Наделенная умом, ко всему проявлявшая живой интерес, мать получила поверхностное образование (исключение составляла музыка), воспитываясь, как большинство светских девушек. Родись она в другой среде — возможно, ей досталась бы иная, блестящая судьба, достойная ее красоты и живости ее ума. Она же блистала только для нас.
Красавица, заточенная в замкнутом мирке русской деревни, — во время своих приездов в столицу, куда муж отказывался ее сопровождать, она оставалась прикованной к семейному кругу, почти не участвуя в светской жизни, вероятно, не лишенной для нее привлекательности. Она часто вырывалась за границу, таща за собой, как комета хвост, четверых детей и неотлучную кузину-компаньонку, — и Венской оперой, парижскими театрами, покупкой платьев у знаменитых кутюрье исчерпывались для нее удовольствия красивой женщины. Проветрившись, мать возвращалась в деревню, к бытовым проблемам имения, душою которого была она. К счастью, как и все мы, она любила простоту этой жизни.
Я никогда не видела, чтобы моя мать скучала или уклонялась от множества обязанностей, выпадавших на ее долю. В этих затерянных краях, где поблизости не было ни врача, ни больницы, приключись болезнь или травма — крестьяне в первую очередь обращались к матери.
Бывало, что за ней приходили ночью из деревни в случае трудных родов, хотя она ничем не могла помочь, разве что ободрить своим присутствием и при необходимости послать за далеким доктором.
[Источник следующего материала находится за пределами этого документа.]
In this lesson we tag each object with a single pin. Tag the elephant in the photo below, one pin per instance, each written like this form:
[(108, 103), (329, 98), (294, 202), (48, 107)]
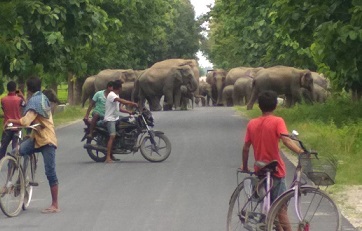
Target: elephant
[(319, 94), (53, 99), (165, 81), (180, 62), (242, 90), (88, 89), (216, 78), (283, 80), (205, 91), (320, 80), (227, 95), (186, 96), (240, 72), (104, 76)]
Она любила детей — всех детей, и за ее юбку всегда цеплялся какой-нибудь малыш, ее собственный или ребенок ее сестры, или же кто-то из приятелей и приятельниц ее сына и дочерей. Стоит мне вспомнить мою мать, как я слышу неотделимые от ее образа шутки и смех.
Казалось, наш детский мир никогда не был ей чужд, и она участвовала в самых нелепых наших затеях — из тех, что взрослые находят совершенно бессмысленными, — как будто ей так и не удалось до конца расстаться с детством. Закрыв глаза под большой шалью, накинутой мне на голову, я следовала за ней сквозь лабиринт комнат матовского дома; мы то поднимались, то спускались по лестницам, наконец останавливались в одной из комнат, и надо было угадать, где мы… Она понимала, каким удовольствием было для нас рыться в сундуках, запираться на чердаке, а когда я появлялась дома, навалявшись с собаками в стогах сена или в траве, — в порванном платье, чумазая, с запутавшимися в волосах веточками, с ободранными коленками, — моя мать только улыбалась… Она не приходила в ужас от того, что нам нравилось, взобравшись с известным риском на крышу какой-нибудь постройки, взбивать там гоголь-моголь и лакомиться в неурочное время. Случалось, что лошадь возвращалась домой одна, потеряв всадника (иной раз не без урона для него), но до запрещения верховой езды дело никогда не доходило: мать мирилась с неизбежностью «профессионального риска». Она полагала, что опыт необходим, а малодушия не терпела.